Is the black anger correct -- and to what degree: totally?.., partly?
I'm just not sure where I land on this tarmac. It's indeed unfortunate that nobody of color was nominated the last two years. But that's just the last two years. It's commonplace for black actors to be nominated and sometimes win nowadays -- so it's not like it's never happening. (A few short years ago, 3 out of the 4 acting Oscar winners were black).
And yet only 2% of the Academy being black is clearly not enough (94% are white, 77% are male).
That's an issue, and it needs fixing.
Yet something about all the outrage over this feels "off" a bit, although my leftist impulses disincline me to say why. But I'll try, so look out:
I saw the Tony Rock paparazzi video piece on 'TMZ', and the way he delivers his "we bent over backwards for you white people... just *beep* all o' y'all!" is, frankly, typical of a common attitude from the America black population which views all whites and white establishment as not simply evil, undiluted racists but also as malevolent parents who are refusing to let the angry adolescent take the car out on Friday night, and using the plantation history as a grounds for their complaint.
Not saying there's not a valid problem, but Jada's and Tony's "we don't need your approval!" would play a lot better with me if only it were true.
But they do. Incessantly.

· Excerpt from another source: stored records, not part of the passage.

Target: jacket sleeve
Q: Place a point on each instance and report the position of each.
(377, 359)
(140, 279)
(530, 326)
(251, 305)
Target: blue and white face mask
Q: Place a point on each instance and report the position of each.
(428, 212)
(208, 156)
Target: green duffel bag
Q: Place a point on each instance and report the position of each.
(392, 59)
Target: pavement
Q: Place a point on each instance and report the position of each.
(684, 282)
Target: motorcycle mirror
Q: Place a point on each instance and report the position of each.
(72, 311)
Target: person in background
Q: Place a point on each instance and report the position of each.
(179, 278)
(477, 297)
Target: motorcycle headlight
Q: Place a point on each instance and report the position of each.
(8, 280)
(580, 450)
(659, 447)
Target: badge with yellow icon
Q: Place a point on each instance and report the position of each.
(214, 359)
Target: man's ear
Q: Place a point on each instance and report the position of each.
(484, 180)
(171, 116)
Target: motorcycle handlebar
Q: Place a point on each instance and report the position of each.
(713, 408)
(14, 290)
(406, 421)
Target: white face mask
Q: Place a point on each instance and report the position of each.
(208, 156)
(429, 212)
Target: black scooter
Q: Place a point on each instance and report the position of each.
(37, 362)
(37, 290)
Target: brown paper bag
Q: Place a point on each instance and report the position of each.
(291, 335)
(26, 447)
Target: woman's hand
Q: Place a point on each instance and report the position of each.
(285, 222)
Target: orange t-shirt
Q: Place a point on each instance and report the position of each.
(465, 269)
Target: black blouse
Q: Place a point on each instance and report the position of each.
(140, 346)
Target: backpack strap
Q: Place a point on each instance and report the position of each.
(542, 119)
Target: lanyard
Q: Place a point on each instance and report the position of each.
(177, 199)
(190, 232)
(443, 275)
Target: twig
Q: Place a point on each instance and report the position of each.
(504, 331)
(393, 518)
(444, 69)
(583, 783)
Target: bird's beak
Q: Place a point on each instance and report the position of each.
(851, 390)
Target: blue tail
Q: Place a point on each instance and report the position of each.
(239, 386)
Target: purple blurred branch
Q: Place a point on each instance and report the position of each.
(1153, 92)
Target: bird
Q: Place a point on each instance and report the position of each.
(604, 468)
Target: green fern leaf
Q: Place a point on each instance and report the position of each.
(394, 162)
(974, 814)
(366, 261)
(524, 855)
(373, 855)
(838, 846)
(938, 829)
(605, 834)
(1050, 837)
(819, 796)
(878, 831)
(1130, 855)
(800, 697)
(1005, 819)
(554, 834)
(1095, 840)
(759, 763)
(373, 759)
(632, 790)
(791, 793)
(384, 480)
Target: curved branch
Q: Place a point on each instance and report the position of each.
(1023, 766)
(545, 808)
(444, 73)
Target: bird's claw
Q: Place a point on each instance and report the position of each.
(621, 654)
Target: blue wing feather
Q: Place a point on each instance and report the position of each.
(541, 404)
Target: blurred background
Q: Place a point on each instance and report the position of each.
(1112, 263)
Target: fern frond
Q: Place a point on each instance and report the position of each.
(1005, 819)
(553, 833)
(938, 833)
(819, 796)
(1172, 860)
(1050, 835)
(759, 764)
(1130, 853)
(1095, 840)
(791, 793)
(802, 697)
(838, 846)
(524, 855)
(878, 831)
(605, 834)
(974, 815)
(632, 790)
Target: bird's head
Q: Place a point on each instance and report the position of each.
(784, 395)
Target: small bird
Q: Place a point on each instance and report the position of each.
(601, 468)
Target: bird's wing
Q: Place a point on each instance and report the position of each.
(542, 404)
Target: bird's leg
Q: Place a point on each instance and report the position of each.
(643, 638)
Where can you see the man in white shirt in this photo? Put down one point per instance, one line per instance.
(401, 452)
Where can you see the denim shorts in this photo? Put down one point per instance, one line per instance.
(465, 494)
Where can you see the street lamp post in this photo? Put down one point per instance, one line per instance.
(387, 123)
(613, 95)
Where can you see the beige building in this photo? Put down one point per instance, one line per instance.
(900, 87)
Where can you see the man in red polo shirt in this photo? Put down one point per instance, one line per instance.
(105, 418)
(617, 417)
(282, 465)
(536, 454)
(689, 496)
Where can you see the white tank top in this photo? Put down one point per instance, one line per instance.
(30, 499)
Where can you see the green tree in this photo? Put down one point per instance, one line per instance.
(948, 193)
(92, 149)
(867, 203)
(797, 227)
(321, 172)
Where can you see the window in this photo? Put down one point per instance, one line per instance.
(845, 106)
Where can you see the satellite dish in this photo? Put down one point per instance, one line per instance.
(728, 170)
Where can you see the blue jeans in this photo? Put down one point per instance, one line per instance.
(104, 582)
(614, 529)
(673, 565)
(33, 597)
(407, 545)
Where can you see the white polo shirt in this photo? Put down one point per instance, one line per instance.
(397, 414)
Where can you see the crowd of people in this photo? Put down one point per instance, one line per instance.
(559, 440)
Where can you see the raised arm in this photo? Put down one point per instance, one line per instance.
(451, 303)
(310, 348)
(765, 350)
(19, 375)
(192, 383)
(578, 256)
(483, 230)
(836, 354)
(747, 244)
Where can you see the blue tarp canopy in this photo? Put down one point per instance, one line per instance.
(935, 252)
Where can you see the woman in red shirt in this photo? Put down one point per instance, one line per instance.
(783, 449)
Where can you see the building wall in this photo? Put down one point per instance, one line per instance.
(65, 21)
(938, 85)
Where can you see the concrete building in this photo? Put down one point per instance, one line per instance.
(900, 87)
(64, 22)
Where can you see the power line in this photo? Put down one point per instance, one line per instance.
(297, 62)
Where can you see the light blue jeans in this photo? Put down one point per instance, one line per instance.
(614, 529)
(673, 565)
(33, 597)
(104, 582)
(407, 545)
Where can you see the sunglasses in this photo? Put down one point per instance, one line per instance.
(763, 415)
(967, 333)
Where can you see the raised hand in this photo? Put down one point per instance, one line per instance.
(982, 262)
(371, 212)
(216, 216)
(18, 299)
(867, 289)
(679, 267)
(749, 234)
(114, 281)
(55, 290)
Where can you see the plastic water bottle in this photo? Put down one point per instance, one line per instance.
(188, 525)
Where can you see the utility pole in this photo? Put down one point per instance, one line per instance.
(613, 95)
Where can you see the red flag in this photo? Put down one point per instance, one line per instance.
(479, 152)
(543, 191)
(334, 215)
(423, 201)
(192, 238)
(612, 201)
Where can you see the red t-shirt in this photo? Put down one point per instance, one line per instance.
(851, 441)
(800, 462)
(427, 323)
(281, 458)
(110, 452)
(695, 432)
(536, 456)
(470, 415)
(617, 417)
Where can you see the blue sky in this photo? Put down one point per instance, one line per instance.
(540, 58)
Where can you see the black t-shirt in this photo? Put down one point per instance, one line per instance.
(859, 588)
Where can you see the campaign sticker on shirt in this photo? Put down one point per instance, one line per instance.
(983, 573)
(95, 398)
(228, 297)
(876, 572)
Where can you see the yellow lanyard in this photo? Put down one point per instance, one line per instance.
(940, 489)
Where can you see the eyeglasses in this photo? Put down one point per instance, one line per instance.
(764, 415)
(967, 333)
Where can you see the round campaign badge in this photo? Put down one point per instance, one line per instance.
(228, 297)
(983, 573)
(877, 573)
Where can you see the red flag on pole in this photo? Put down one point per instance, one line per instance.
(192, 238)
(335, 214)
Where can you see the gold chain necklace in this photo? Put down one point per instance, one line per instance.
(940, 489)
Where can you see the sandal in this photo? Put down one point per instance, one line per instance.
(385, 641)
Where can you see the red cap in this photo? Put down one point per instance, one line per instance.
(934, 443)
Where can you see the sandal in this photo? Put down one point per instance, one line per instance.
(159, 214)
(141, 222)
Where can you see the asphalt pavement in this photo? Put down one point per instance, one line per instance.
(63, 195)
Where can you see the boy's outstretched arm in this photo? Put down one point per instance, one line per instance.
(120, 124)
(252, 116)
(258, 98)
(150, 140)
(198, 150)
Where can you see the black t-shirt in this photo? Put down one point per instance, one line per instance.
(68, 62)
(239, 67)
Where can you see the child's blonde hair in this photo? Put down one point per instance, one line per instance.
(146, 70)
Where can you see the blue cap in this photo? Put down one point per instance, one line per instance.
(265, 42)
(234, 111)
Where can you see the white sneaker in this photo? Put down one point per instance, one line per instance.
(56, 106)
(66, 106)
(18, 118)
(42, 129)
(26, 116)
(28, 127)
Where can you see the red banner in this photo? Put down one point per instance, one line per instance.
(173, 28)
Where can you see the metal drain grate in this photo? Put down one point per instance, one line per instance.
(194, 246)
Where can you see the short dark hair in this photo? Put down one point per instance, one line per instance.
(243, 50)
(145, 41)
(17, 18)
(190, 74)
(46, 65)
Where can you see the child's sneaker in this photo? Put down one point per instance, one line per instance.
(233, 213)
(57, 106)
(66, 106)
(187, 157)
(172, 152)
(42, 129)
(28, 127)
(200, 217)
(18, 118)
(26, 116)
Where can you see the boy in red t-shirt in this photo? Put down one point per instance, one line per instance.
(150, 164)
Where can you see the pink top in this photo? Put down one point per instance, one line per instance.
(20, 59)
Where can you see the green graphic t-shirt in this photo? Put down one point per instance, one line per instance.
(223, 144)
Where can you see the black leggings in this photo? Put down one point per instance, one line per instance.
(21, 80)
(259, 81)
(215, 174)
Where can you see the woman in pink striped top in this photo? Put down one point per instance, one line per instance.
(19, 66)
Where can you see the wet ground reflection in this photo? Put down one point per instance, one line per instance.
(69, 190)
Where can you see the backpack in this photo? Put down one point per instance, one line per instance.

They just do.
Let's face it, a lengthy history of abuse nearly always results in a later pattern of self-absorption, whether it applies to the individual or a culture. Those scars go with the territory. And a number of black leaders have addressed the PTSD in the African American community, rage handed down from generation to generation such that that rage is no longer reliably connected to the original offense, and one is no longer always able to distinguish what qualifies as valid abuse and neglect in the present and what doesn't.
I'm not waving away the significance of 400 years of oppression. But as one of my black friends said snarkily after a lost weekend of binge-watching PEOPLE'S COURT reruns: "black people need a lot of attention."